In a way I quite enjoyed the grass-cutting as long as I was using the big red tractor. Young mothers would walk their children in the grounds and little boys would always look at the tractor enviously. I could swagger sitting down. Men didn’t envy me. Women didn’t envy me. Four-year-old boys did.
I could muse for hours as I traced the same patterns on acre after acre of grass. I wrote a play in my head one day, must look it out, I’ll let you know when it gets staged.
The college grounds were the responsibility of Billy. I would go to the door of his little house in the grounds for my orders. Half the time he’d answer half-dressed, getting up early was not his strongest suit. He was pretty laid-back about most things. Not about the moles. The lawns were not stately home quality, but they still were not helped by the little mountain ranges that sprang up. I tried telling Billy how clever they were; how the mounds were constructed so that the air moving over them had to speed up and, like air moving over a wing, that created lift, or in the case of the molehills, suction. That pulled air along the tunnels making them liveable, at least if you were a mole. He didn’t care. He insisted I stop my tractor, get off and knock over the ‘hills with my boot to save the cutting-deck from getting knocked about. As I did so, I would look out for Neolithic arrowheads or Jacobean coins in the soil, it kept my mind off the vandalism.
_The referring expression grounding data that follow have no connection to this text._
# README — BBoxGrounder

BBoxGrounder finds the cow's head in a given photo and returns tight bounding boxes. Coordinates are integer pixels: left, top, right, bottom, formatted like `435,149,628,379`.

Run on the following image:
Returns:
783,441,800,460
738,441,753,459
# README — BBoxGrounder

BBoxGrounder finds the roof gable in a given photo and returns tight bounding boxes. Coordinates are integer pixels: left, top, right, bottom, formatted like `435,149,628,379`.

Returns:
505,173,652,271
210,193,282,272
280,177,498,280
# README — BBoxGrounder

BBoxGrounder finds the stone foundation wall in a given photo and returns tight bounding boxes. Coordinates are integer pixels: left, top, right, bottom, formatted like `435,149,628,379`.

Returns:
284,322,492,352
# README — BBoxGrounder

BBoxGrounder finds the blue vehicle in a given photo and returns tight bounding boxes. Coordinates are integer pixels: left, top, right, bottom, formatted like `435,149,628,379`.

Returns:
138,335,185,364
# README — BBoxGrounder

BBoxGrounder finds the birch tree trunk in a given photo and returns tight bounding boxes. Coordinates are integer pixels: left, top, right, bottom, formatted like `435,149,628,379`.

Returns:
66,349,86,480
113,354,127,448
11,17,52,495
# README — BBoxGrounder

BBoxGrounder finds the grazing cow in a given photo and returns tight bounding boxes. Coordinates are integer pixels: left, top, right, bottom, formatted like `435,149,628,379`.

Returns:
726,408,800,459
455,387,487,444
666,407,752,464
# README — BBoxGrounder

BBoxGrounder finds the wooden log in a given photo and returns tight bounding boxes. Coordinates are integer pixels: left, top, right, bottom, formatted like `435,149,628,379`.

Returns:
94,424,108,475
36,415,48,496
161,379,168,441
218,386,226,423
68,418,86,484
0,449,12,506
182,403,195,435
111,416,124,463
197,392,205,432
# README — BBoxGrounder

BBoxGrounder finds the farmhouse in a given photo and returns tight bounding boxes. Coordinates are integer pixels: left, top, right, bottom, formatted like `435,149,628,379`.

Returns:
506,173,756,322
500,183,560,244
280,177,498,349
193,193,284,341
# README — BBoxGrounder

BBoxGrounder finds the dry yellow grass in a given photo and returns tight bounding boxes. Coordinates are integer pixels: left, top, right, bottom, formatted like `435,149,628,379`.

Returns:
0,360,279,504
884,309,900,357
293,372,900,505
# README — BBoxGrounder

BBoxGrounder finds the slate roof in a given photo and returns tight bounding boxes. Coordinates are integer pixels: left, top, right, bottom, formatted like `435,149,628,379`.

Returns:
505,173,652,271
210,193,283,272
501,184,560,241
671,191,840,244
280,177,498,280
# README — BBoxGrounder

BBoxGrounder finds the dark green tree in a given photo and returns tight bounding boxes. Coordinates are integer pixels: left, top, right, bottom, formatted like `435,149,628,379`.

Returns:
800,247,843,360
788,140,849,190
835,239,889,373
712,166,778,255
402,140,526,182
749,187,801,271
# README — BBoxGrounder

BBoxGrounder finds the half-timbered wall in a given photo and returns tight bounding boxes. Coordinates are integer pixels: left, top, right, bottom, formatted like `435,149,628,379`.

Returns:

I told Billy that the moles would just excavate more but he didn’t listen.
‘That’s not just tunnelling,’ I said, ‘ that’s civil engineering!’
‘I don’t care, they’re getting right up to the college. The lawn looks like a Martian teenager’s face with a bad attack of blackheads and I’m getting the blame. There are some old traps hanging up in the garage. Look them out and I’ll see if they’re still in working order.’
Not me pal, I’m no mole killer. No molecide I. I let it drop, thinking that he’d probably forget. In the meantime I found the traps and slung them into a far, dark corner of the garage’s attic.
‘I found the mole traps slung into a far, dark corner of the garage attic,’ Billy said to me a couple of days later. ‘I’ve given them a clean and oil and am going set a few, see how we get on.’ He didn’t ask me to do it, knew that I was a nature-boy. The kitchen-staff thought me a little odd as they’d see me head into the woods before breakfast. I lived in the student block and ate in the student canteen, but liked to get in an early walk; see some roe deer or a fox, a kingfisher heading downriver maybe. I’d cross a stubble-field and listen as my boots made flute-like whistles come from every stalk as I walked, my head up watching a buzzard circling.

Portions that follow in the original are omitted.